LES NOUVELLES RÈGLES BUDGÉTAIRES

Dans une union monétaire, un budget central a deux fonctions principales : financer les biens publics communs et répondre aux fluctuations cycliques, à la fois en lissant leur impact dans le temps – une tâche qui, dans une certaine mesure, peut également être accomplie au niveau national – et en compensant entre pays les effets des chocs asymétriques. Un budget européen permettrait de définir l'orientation budgétaire globale non plus comme la somme des politiques nationales, mais en fonction des besoins de l'économie de la zone ; cela nous permettrait de faire face efficacement à des chocs communs forts et prolongés, tels que la pandémie ou la crise énergétique, en favorisant la cohérence entre la politique budgétaire et la politique monétaire.

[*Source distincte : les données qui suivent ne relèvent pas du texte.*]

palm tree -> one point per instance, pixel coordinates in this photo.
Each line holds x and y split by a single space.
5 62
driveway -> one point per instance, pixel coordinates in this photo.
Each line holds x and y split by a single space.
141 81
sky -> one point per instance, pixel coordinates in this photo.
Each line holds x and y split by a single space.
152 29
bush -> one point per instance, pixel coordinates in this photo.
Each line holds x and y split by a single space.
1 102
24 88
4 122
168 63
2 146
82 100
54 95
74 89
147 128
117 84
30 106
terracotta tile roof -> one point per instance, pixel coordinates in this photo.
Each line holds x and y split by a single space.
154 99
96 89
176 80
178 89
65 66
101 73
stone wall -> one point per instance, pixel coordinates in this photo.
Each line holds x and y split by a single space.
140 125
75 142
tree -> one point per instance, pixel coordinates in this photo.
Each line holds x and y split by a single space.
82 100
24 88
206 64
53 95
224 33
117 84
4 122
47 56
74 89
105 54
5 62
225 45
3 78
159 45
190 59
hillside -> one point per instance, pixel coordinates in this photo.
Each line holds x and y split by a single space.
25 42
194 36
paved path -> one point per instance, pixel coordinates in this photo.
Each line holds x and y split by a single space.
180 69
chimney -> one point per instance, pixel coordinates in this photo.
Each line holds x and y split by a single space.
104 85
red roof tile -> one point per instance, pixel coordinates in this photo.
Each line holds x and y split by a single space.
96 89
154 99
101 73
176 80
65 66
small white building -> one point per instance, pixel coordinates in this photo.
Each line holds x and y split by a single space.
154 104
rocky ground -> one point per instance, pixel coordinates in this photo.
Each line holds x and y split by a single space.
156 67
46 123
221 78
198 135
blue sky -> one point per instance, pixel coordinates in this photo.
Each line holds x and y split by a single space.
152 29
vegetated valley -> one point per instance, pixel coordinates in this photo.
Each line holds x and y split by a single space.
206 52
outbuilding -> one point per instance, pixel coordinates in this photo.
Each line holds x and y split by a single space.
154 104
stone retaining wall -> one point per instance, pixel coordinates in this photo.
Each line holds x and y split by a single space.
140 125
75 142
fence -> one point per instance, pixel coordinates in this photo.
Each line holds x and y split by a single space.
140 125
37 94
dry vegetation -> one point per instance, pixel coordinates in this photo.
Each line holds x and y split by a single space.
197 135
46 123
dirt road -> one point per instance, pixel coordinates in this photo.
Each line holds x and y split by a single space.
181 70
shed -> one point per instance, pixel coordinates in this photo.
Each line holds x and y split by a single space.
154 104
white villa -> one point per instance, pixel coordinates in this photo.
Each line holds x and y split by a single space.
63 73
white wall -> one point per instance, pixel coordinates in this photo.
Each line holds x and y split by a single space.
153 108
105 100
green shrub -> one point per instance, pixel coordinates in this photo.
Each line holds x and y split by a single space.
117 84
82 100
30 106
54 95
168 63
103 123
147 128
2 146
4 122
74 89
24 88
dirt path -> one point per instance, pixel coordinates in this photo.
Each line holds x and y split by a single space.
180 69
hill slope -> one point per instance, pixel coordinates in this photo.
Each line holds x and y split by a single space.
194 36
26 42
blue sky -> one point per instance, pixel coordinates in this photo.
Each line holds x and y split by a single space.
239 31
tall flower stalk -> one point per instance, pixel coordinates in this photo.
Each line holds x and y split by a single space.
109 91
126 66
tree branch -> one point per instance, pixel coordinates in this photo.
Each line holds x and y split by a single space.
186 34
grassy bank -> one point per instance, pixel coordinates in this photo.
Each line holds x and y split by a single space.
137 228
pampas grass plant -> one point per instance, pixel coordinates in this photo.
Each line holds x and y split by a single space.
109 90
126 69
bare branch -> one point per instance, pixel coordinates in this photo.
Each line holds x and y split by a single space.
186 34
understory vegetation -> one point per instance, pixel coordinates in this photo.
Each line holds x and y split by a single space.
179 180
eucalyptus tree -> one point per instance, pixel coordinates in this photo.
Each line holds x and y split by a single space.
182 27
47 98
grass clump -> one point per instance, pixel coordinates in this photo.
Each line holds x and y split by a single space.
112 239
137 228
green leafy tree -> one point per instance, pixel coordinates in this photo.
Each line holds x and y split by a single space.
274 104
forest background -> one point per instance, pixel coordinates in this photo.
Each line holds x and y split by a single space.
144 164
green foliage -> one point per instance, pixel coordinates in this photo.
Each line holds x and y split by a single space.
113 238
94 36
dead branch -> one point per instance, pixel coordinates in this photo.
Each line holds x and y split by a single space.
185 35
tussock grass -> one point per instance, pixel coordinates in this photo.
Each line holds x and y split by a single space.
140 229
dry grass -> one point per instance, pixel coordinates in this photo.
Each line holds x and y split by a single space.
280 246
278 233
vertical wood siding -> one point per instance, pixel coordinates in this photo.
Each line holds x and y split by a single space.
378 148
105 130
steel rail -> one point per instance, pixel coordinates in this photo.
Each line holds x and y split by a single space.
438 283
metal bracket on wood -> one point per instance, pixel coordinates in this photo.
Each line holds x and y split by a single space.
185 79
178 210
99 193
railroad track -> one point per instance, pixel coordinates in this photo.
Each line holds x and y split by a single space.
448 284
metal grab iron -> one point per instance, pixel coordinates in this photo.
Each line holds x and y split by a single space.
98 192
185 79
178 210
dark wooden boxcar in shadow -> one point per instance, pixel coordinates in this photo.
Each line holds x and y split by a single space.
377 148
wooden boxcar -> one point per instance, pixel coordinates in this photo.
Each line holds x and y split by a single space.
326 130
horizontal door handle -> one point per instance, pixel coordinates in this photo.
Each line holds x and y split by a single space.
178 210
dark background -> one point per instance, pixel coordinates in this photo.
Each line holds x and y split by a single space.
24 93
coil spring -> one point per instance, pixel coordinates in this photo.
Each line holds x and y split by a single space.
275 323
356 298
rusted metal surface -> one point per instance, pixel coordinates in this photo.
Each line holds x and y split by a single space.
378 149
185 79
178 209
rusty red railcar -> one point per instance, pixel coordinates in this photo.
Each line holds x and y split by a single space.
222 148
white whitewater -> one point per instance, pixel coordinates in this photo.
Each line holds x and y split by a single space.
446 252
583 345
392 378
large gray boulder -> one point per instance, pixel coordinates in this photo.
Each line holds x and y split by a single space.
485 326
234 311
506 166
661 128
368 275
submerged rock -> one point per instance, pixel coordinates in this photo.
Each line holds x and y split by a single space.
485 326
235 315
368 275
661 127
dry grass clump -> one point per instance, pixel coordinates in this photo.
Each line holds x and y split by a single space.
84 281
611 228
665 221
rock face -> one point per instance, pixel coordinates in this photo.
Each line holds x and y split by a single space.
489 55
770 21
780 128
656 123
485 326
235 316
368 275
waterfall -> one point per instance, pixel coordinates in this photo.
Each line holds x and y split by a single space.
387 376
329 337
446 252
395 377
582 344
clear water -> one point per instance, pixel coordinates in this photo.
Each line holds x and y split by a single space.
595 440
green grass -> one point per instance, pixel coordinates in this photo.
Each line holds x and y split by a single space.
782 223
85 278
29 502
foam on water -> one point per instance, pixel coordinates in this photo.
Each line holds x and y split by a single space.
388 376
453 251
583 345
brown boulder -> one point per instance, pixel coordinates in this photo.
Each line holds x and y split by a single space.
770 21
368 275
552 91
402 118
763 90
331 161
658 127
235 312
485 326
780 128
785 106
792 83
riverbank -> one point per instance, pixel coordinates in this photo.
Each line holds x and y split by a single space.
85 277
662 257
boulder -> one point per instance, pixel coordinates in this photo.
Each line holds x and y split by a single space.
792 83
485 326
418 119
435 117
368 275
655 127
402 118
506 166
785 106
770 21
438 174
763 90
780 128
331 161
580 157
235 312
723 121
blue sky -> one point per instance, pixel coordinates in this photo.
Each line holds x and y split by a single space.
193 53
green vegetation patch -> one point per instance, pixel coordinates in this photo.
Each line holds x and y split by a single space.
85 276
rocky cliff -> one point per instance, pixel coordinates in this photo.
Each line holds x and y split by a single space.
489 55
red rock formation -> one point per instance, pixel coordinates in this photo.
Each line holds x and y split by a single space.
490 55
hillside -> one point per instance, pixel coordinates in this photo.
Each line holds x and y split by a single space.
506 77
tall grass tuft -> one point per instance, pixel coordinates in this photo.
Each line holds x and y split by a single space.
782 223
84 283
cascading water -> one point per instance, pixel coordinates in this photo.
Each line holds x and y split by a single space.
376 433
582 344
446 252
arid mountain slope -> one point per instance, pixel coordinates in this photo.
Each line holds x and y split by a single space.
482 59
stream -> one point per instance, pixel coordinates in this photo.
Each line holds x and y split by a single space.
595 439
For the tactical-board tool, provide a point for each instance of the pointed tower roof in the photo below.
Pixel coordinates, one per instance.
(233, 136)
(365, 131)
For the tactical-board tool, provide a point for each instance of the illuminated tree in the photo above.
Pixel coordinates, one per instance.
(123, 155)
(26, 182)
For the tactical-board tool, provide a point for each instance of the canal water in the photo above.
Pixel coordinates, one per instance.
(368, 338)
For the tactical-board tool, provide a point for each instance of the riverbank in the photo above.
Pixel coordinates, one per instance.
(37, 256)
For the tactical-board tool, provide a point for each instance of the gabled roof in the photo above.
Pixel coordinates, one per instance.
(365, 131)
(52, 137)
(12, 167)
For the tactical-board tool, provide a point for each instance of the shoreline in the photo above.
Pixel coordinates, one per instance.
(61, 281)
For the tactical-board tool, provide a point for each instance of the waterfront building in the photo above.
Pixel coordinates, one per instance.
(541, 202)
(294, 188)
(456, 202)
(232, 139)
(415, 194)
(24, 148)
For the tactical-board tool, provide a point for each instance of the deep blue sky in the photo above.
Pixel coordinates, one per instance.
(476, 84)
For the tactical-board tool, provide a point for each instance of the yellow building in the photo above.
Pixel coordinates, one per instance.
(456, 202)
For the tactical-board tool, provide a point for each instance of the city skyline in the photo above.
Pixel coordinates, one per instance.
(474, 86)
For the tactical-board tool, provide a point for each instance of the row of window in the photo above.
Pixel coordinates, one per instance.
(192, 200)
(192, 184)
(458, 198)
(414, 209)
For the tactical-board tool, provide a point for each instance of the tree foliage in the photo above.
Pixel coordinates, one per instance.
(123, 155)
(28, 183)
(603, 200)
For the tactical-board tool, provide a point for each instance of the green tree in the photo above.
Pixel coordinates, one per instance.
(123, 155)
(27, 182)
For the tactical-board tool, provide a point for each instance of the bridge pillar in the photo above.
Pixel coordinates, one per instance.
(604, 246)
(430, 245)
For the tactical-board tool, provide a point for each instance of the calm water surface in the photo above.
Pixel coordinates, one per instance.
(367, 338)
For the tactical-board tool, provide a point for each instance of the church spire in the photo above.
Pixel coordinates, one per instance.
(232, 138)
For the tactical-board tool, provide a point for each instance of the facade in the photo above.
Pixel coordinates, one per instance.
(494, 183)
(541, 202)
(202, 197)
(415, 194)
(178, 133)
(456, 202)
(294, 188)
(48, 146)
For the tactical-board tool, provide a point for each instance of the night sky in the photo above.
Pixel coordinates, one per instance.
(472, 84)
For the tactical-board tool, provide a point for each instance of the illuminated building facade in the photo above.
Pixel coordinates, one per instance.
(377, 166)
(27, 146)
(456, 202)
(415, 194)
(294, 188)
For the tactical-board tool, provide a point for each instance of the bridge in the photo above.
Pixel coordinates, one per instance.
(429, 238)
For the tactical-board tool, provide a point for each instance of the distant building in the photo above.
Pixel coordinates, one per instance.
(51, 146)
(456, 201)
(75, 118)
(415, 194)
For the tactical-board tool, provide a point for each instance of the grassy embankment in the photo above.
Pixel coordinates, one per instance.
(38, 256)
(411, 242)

La récente réforme des mécanismes de gouvernance économique européenne n’a pas marqué de progrès particuliers dans ces directions, tout comme elle n’a pas introduit la nécessaire simplification des règles. En l’absence de progrès vers une politique budgétaire commune, toute réforme qui n’interviendrait que sur les politiques nationales risque de faire apparaître les règles européennes déséquilibrées vers la rigueur et peu attentives aux besoins de développement. Les nouvelles règles contiennent néanmoins des aspects innovants en cohérence avec la croissance. Ils se concentrent sur la viabilité à moyen terme de la dette publique, plutôt que sur le calibrage précis et continu de la politique budgétaire ; cela devrait permettre une planification à plus long terme et des trajectoires réalistes d’assainissement budgétaire. Ils reconnaissent également la relation entre les deux leviers nécessaires au renforcement de la soutenabilité des finances publiques : la politique budgétaire, d'une part, et les réformes et investissements nécessaires au développement, d'autre part.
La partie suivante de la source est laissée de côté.